United Nations Sanctions
This topic falls within the terms of reference of the CAHDI insofar as they require it to "examine topical questions of public international law".
United Nations sanctions
Under Chapter VII of the United Nations Charter, the UN Security Council may order enforcement measures,* in particular measures not involving the use of armed force.**
The Security Council may order coercive measures against individuals, in particular in connection with the fight against international terrorism. Such individuals are then targeted as members or supporters of entities posing a threat to peace. This applies to individuals suspected of being members of Al-Qaeda or providing it with material or financial support.
The sanctions, which are often called "targeted sanctions" or "intelligent sanctions", usually involve:
- freezing of financial assets, funds and other economic resources,
- embargoes on arms sales,
- bans on foreign travel.
The Security Council may decide to set up subsidiary bodies, namely Sanctions Committees (link), to oversee the proper implementation of the sanctions and draw up the lists of persons concerned on the basis of information submitted by states. They also supervise the implementation of enforcement measures at state level.
UN member states are responsible for implementing sanctions at national level and are therefore required to adopt national implementation measures and make sure that the individuals concerned comply with them.
In the case of EU member states, the implementation of sanctions is based on the adoption of joint positions or EU regulations which are directly applicable in the member states' domestic legal systems.
*Article 39, Charter of the United Nations
"The Security Council shall determine the existence of any threat to the peace, breach of the peace, or act of aggression and shall make recommendations, or decide what measures shall be taken in accordance with Articles 41 and 42, to maintain or restore international peace and security".
**Article 41, Charter of the United Nations
"The Security Council may decide what measures not involving the use of armed force are to be employed to give effect to its decisions, and it may call upon the Members of the United Nations to apply such measures. These may include complete or partial interruption of economic relations and of rail, sea, air, postal, telegraphic, radio, and other means of communication, and the severance of diplomatic relations".
Since its 27th and 28th meetings (Strasbourg, 18-19 March 2004 and Lausanne, 12-13 September 2004), the CAHDI has been gathering information on the practice of Council of Europe member and observer states and of the European Union and other observer international organisations concerning national implementation of UN sanctions.
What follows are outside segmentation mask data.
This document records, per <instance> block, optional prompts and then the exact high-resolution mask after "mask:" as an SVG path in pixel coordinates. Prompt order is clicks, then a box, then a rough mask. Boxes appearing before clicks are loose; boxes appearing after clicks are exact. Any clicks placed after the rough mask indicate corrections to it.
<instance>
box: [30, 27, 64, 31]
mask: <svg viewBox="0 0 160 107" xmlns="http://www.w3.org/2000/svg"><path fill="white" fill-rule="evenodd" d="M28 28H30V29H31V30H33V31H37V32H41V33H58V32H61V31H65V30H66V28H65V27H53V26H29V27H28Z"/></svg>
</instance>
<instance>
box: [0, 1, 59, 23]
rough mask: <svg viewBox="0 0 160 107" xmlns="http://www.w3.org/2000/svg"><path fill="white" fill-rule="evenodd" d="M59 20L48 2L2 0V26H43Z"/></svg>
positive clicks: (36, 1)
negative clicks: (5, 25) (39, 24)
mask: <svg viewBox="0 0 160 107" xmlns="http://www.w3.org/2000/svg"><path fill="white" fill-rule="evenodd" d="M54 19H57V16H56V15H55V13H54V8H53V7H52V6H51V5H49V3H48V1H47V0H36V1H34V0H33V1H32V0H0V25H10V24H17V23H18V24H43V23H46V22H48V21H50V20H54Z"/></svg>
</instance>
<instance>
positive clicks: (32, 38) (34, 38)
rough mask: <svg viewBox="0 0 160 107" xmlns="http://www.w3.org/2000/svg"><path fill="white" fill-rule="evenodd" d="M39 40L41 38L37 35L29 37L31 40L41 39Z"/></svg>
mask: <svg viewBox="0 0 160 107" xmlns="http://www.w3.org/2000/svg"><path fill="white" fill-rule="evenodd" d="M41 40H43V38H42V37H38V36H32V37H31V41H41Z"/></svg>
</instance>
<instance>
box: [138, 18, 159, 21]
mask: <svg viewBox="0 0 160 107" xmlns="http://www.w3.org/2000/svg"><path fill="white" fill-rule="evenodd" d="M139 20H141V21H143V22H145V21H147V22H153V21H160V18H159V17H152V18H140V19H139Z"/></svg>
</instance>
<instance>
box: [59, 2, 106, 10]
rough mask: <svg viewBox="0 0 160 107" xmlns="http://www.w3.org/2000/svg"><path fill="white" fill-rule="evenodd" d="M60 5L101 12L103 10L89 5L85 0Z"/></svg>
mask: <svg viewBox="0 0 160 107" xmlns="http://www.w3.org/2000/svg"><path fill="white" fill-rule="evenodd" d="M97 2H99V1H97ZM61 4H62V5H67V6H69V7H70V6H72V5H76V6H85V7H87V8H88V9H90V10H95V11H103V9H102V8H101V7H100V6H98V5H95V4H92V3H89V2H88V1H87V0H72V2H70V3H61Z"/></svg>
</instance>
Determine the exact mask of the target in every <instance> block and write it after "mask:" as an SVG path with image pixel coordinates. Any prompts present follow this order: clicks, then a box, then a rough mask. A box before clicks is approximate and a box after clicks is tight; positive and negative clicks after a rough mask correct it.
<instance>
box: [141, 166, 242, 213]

Several delegations have reported difficulties with the national implementation of sanctions. Some delegations have also underlined the benefits of looking into the possible conflict between sanctions ordered by the UN Security Council and states' obligations to protect human rights.
Since the 27th meeting (Strasbourg, 18-19 March 2004), a specific item entitled "National implementation measures of UN sanctions and respect for human rights" has been included on the agenda. Members discuss recent developments concerning the implementation of sanctions at each meeting. In this connection, delegations give details of relevant national case-law and developments in legislation in their respective national or regional systems.
In addition, the CAHDI monitors and considers cases submitted to national tribunals by persons or entities removed from the lists established by the Sanctions Committees.
Details of state practice regarding the implementation of sanctions were first gathered in the form of replies to a questionnaire (sent to delegations in September 2004). The replies were made available in a database established following the 31st meeting of the CAHDI (Strasbourg, 23-24 March 2006). This database entitled "Implementation of UN sanctions and respect for human rights" is regularly updated with new input.
At the 31st meeting of the CAHDI (Strasbourg, 23-24 March 2006), Professor Iain Cameron presented a report on "The ECHR, Due Process and UN Security Council Counter-Terrorism Sanctions" (see Appendix III to the meeting report).
At the 41st meeting of the CAHDI (Strasbourg, 17-18 March 2011), Ms Kimberly Prost, Ombudsperson to the UN Security Council Committee set up under Resolution 1267 (1999) concerning Al-Qaeda and the Taliban since 2010, gave a speech on the role and work of the Office of Ombudsperson (see Appendix V to the meeting report).